朝から吹雪のお天気でしたが猛禽類は活発に動いています。

 

 

宿の周辺を偵察がてら見て回り、チョウゲンボウやチュウヒを観察

少し足を伸ばした男鹿の海は白波が立ち、絵に書いたような冬の日本海。

 

 

時々吹雪いてくることもありましたが、風が強いことで雲の流れが早く目まぐるしく天候が変わります。

海沿いでの観察ということでカモ類を見て回り、お客様はシノリガモに興味津々。

 

 

昼前には大潟村へ戻り、シジュウカラガンが見たいとのリクエストに応えガンの群れをチェック。

しかし生憎の天候のため捜索は難航しました。

 

 

今年は秋田へ渡来するシジュウカラガンが極端に少ないようです。
殆どの個体が宮城県へ渡っているようで、先々週に1羽、先週4羽の確認に留まっている状態。

シジュウカラガンは残念ながら発見に至らなかったものの良い形でチュウヒが出てくれました。

 

 

水路沿いを飛んでいたことから行動パターンを読み易く風上側へ先回りをすると狙った形で撮影することができます。

次に見つけることができたのはハイタカ。

 

 

例年この時期は落葉している木なのですが、やはり気温が高めに推移していた影響なのか紅葉した状態を維持しています。

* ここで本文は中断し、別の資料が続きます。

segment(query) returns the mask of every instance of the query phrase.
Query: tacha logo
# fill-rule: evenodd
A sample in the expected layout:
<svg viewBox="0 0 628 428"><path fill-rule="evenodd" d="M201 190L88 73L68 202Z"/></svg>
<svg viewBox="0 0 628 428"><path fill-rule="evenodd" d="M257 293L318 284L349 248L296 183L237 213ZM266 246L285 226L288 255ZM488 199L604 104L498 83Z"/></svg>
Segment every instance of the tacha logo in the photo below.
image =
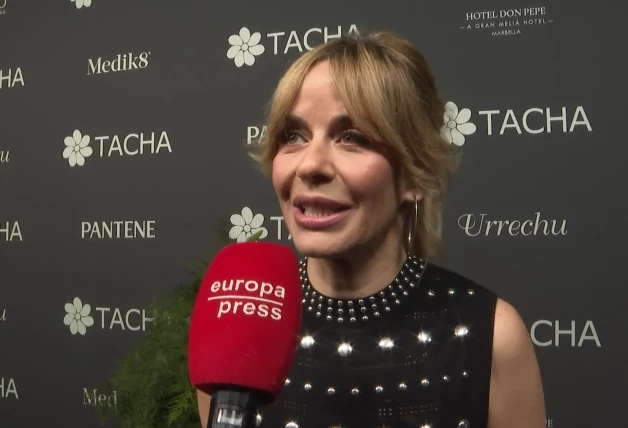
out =
<svg viewBox="0 0 628 428"><path fill-rule="evenodd" d="M89 304L83 304L80 298L75 297L72 303L65 304L66 315L63 323L70 327L70 333L85 336L87 327L94 325L94 318L91 316L92 307Z"/></svg>
<svg viewBox="0 0 628 428"><path fill-rule="evenodd" d="M0 398L20 399L15 379L0 377Z"/></svg>
<svg viewBox="0 0 628 428"><path fill-rule="evenodd" d="M231 229L229 230L229 238L235 239L237 242L244 242L257 233L261 233L258 239L264 239L268 236L268 229L264 227L264 215L259 213L254 215L249 207L242 208L240 214L233 214L230 220ZM276 236L274 239L279 241L292 239L287 229L284 230L283 216L270 216L269 220L272 222L271 225L273 225L271 229L277 231L276 235L272 235L273 237Z"/></svg>
<svg viewBox="0 0 628 428"><path fill-rule="evenodd" d="M158 138L158 141L156 141ZM137 156L144 154L172 153L170 138L166 131L151 132L149 134L132 133L126 136L105 135L94 137L99 143L97 155L100 158L113 156ZM84 135L78 129L63 140L63 158L68 160L71 167L85 165L86 159L94 150L89 146L91 137Z"/></svg>
<svg viewBox="0 0 628 428"><path fill-rule="evenodd" d="M342 26L339 25L337 28L310 28L301 33L294 30L267 33L266 40L271 39L273 47L271 52L273 55L279 55L287 54L290 51L309 51L320 43L340 38L342 34L351 33L358 33L358 28L355 24L352 24L346 33L343 33ZM230 47L227 50L227 58L233 60L238 68L243 65L252 66L255 64L256 58L267 51L262 44L262 34L257 31L251 31L247 27L242 27L238 34L229 36L228 41Z"/></svg>
<svg viewBox="0 0 628 428"><path fill-rule="evenodd" d="M90 7L92 5L92 0L70 0L77 9L81 9L84 7Z"/></svg>
<svg viewBox="0 0 628 428"><path fill-rule="evenodd" d="M582 106L575 109L558 108L529 108L523 112L507 109L479 110L477 116L485 117L479 120L472 119L473 113L469 108L459 109L456 103L449 101L445 105L445 123L442 136L451 144L462 146L466 137L478 131L476 124L481 124L482 131L487 136L493 135L538 135L557 132L571 133L585 128L592 132L591 122ZM484 123L486 126L484 126Z"/></svg>
<svg viewBox="0 0 628 428"><path fill-rule="evenodd" d="M3 309L0 311L0 322L6 322L7 320L7 310Z"/></svg>
<svg viewBox="0 0 628 428"><path fill-rule="evenodd" d="M532 324L530 336L536 346L558 347L567 345L572 348L580 348L593 342L594 346L602 347L595 325L590 320L585 321L584 325L573 320L563 323L558 320L538 320Z"/></svg>
<svg viewBox="0 0 628 428"><path fill-rule="evenodd" d="M22 229L19 222L2 222L0 221L0 242L24 241L22 237Z"/></svg>
<svg viewBox="0 0 628 428"><path fill-rule="evenodd" d="M9 163L11 152L8 150L0 150L0 163Z"/></svg>
<svg viewBox="0 0 628 428"><path fill-rule="evenodd" d="M7 0L0 0L0 15L5 15L7 13Z"/></svg>
<svg viewBox="0 0 628 428"><path fill-rule="evenodd" d="M262 226L264 215L253 215L249 207L242 208L240 214L233 214L230 220L232 227L229 229L229 238L237 242L244 242L256 233L261 233L258 239L264 239L268 235L268 229Z"/></svg>
<svg viewBox="0 0 628 428"><path fill-rule="evenodd" d="M18 84L24 86L24 75L21 68L0 70L0 89L13 88Z"/></svg>
<svg viewBox="0 0 628 428"><path fill-rule="evenodd" d="M102 330L130 330L146 331L146 324L153 318L146 317L144 309L122 310L119 308L96 307L100 313L100 324L96 324ZM95 325L92 317L92 307L84 303L79 297L75 297L72 303L65 304L66 315L63 323L70 328L72 335L85 336L87 328Z"/></svg>
<svg viewBox="0 0 628 428"><path fill-rule="evenodd" d="M441 134L450 144L462 146L464 137L475 133L477 127L470 122L471 110L463 108L458 110L458 106L451 101L445 104L445 124Z"/></svg>

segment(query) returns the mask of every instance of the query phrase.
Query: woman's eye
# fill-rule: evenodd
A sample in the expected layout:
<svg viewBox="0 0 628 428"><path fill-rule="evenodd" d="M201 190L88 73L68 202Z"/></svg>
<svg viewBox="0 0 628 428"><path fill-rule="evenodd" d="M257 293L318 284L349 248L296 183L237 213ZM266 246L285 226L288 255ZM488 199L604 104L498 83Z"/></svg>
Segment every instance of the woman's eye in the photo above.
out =
<svg viewBox="0 0 628 428"><path fill-rule="evenodd" d="M283 131L283 141L284 143L296 143L299 141L299 134L297 134L293 130L285 130Z"/></svg>
<svg viewBox="0 0 628 428"><path fill-rule="evenodd" d="M345 131L340 135L340 138L343 143L348 144L366 144L368 143L368 139L355 131Z"/></svg>

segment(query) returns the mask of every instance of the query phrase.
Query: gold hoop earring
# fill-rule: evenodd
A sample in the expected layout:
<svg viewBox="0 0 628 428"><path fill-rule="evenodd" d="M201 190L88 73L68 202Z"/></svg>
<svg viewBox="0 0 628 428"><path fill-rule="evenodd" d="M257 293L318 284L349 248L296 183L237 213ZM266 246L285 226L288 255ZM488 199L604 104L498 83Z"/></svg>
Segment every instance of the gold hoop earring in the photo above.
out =
<svg viewBox="0 0 628 428"><path fill-rule="evenodd" d="M414 254L414 232L419 224L419 200L414 198L414 212L408 228L408 253Z"/></svg>

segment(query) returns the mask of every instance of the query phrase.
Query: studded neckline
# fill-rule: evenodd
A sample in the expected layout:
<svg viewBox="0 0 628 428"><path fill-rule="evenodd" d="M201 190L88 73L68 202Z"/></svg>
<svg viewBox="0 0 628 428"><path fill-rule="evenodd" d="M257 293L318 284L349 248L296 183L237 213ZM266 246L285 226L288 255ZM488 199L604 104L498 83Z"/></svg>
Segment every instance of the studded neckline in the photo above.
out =
<svg viewBox="0 0 628 428"><path fill-rule="evenodd" d="M395 279L375 294L361 299L334 299L316 291L307 275L307 257L299 263L303 307L306 312L328 322L342 324L368 322L400 306L413 289L419 287L426 263L408 255Z"/></svg>

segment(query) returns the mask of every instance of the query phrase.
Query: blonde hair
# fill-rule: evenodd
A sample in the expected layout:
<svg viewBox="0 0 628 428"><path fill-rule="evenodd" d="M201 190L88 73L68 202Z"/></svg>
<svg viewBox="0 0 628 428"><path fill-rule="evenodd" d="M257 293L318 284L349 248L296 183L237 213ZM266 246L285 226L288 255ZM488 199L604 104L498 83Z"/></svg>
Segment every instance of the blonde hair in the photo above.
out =
<svg viewBox="0 0 628 428"><path fill-rule="evenodd" d="M387 32L352 34L300 56L280 79L270 100L266 133L251 154L264 174L272 163L299 89L308 72L329 61L338 94L355 127L386 153L401 179L424 195L418 218L406 204L406 233L412 230L418 257L442 245L442 202L457 166L454 147L441 136L445 105L423 55L403 37ZM397 183L399 184L399 183Z"/></svg>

お陰で紅葉の中のハイタカを撮ることができましたが、撮影を楽しんでいると突然此方に向かって急降下。

目の前の植栽に突っ込んで来ました。
おそらく獲物を狙っての行動だと思いますが植栽の中は角度が悪く、中の様子を伺い知ることはできません。

暫くすると突然顔を出し辺りをキョロキョロ。

 

 

狩りは失敗したようで何かを捕まえてる様子はありませんでた。
お互いが身動き取れないような膠着状態が続きましたが視線を離した瞬間飛び立ち林の奥へ。

良い形で猛禽の観察が続き気分が盛り上がっていたところでしたが、そろそろ大潟村を離れなくてはいけない時刻に。

 


最後にハクガンが見れたらという話をしていると噂をすると何とやら。
20羽程の群れが目の前に。

此方を観察して間もなく突如としてハクガンの本隊が姿を見せてくれました。

 

 

約300羽の群れが頭上を旋回。
勝手ながら見送りとも思えるようなタイミングで感動のシーン。

空は黒い雲に覆われていましたが、丁度良く陽射しがあったことでハクガンが光り輝いて見えました。

 

 

秋田へ遠征しての観察旅行はここまでということで秋田駅へお送りするため移動を始めるとコチョウゲンボウが登場。

道中はホオジロガモの群れを撮影したりと新幹線が出発する12分前に秋田駅へ到着。
時間ギリギリまで秋田での観察を満喫して頂きました。


悪天候ながらも観察の方は楽しめたのではないでしょうか。
また機会がありましたら秋田に遊びに来て下さいね。

今回のバードウォッチングガイド記はこれにておしまいです。